Her first book, "The First Word," was an L.A. Times book prize finalist and has been translated into Korean and Spanish.

In the early 1990s, while at the University of Melbourne, she attended an introductory lecture in linguistics. When she asked the lecturer where language came from, the lecturer responded that linguists do not really explore that topic, or even ask the question, because there is no definitive way to answer it. This always stayed with Kenneally, and when she became a writer, the question became the basis of her first book.

After living in Iowa City for three-and-a-half years to spend time in the Midwest where her husband was born, they moved to New York City where she started writing for Feed, the Internet's first magazine, founded by Stephanie Syman and Steven Johnson, among other publications.

Her science articles include one about new field of epigenetics, the study of the forces that act on and effect alterations to DNA (not caused by change in sequencing) and another about the sensory abilities of animals that may have allowed them to have survived the 2004 Indian Ocean tsunami for Salon. Her work for the New Yorker include a feature on hemispherectomy, the most radical form of brain surgery, where half of the brain is removed, and coverage of 2009's Black Saturday bushfires, the deadliest series of brushfires in Australia's history. Her work for the New York Times includes science articles centered around language's impact on perception, news and cultural reportage from Australia and numerous book reviews—covering everything from essay books by Stephen Jay Gould and Richard Dawkins, to a book about proto-Indo-European language to a work of fiction for 9- to 12-year-olds set in Victorian England.

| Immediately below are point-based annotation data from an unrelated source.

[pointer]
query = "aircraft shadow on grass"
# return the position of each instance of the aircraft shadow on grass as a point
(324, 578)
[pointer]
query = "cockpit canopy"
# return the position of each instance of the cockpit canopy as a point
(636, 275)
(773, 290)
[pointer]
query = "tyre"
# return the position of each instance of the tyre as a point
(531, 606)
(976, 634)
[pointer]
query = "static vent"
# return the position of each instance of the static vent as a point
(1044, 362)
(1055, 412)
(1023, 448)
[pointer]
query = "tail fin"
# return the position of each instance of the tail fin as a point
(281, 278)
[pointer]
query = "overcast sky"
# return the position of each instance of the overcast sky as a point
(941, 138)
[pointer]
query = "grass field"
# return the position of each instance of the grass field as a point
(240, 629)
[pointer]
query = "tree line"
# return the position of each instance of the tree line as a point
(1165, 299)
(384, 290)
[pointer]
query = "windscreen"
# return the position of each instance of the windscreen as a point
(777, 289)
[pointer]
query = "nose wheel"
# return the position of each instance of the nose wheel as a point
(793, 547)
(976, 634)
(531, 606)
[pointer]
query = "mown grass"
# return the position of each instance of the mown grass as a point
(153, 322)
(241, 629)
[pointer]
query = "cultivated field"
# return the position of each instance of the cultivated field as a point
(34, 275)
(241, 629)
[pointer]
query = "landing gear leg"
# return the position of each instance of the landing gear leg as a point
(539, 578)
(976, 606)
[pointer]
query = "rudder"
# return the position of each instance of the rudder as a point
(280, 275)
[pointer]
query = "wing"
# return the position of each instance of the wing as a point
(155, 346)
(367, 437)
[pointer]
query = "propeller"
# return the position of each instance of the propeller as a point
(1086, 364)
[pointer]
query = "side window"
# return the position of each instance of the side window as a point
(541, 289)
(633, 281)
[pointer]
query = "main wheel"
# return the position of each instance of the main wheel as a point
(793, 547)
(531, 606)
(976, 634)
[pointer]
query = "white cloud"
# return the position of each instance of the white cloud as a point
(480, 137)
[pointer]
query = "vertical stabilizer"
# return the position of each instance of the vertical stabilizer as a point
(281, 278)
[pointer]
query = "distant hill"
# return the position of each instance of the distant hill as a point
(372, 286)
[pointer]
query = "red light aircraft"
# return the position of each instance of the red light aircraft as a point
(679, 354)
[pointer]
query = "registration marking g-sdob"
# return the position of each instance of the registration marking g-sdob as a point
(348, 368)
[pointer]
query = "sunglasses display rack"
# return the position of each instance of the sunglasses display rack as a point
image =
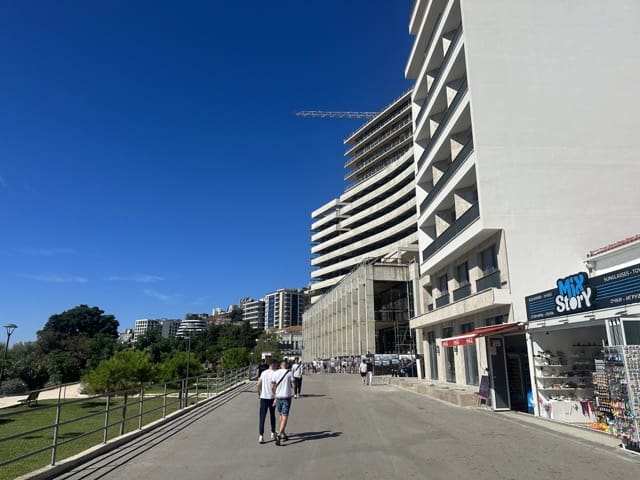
(622, 373)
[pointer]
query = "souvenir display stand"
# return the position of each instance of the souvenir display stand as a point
(619, 404)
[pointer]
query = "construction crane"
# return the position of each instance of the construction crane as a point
(321, 114)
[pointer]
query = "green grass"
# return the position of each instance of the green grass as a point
(83, 417)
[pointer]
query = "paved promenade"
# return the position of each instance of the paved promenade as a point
(341, 429)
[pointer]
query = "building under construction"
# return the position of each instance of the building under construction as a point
(364, 243)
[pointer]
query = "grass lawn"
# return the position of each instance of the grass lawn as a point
(85, 427)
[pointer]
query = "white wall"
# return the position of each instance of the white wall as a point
(555, 105)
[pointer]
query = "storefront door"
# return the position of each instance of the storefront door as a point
(498, 370)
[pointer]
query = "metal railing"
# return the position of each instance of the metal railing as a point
(99, 418)
(492, 280)
(453, 168)
(445, 61)
(443, 123)
(463, 222)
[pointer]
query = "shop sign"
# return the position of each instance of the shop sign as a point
(579, 293)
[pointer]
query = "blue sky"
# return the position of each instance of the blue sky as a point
(150, 161)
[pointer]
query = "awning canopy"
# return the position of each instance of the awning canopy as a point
(469, 338)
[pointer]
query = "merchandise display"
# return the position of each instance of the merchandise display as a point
(621, 371)
(565, 382)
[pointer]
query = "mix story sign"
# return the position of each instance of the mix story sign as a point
(578, 293)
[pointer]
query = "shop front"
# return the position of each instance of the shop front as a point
(582, 333)
(507, 370)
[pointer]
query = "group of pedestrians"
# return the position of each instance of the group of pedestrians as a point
(277, 388)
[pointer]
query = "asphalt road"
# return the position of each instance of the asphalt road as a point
(341, 429)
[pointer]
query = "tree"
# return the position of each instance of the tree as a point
(127, 369)
(234, 358)
(83, 333)
(175, 367)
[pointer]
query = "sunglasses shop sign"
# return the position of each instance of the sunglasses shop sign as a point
(580, 293)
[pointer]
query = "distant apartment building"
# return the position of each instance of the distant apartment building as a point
(524, 144)
(254, 313)
(363, 242)
(284, 308)
(167, 327)
(190, 326)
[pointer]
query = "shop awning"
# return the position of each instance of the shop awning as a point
(469, 338)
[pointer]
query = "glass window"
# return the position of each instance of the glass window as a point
(462, 274)
(443, 284)
(489, 260)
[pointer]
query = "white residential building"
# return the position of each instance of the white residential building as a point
(360, 302)
(525, 118)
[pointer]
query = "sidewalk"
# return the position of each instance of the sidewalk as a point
(464, 396)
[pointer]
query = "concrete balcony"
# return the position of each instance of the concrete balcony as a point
(482, 301)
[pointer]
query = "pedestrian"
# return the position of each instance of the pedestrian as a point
(297, 370)
(263, 366)
(282, 385)
(369, 371)
(363, 371)
(265, 393)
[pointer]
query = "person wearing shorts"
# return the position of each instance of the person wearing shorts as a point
(282, 382)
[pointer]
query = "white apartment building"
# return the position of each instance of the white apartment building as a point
(167, 327)
(283, 308)
(254, 313)
(524, 116)
(359, 305)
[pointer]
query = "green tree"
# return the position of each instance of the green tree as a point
(84, 332)
(127, 369)
(175, 367)
(234, 358)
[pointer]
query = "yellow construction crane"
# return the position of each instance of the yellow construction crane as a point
(321, 114)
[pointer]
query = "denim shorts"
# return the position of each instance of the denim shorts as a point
(283, 405)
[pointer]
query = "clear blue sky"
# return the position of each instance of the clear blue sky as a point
(150, 161)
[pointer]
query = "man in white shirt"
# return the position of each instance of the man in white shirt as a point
(282, 385)
(296, 372)
(267, 401)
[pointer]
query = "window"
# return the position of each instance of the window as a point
(443, 284)
(462, 274)
(489, 260)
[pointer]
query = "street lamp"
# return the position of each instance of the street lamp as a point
(9, 327)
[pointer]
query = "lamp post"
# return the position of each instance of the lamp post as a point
(9, 327)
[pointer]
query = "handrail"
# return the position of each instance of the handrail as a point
(445, 120)
(462, 156)
(177, 395)
(443, 64)
(463, 222)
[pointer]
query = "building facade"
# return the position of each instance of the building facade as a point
(284, 308)
(362, 244)
(516, 111)
(254, 313)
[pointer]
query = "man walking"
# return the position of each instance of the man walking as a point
(296, 372)
(282, 384)
(267, 401)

Her writing for the Monthly includes a feature on the Forgotten Australians, the 500,000 Australians that received institutionalized or other care in the 20th century, and another about questionable real estate news coverage. Her story about digital archiving for politics and arts publication won her Australian Society of Archivists' Mander Jones Award. Her work for the New Scientist includes an article about the debate about the impact of the Human Genome Project and the unspecialness of being human.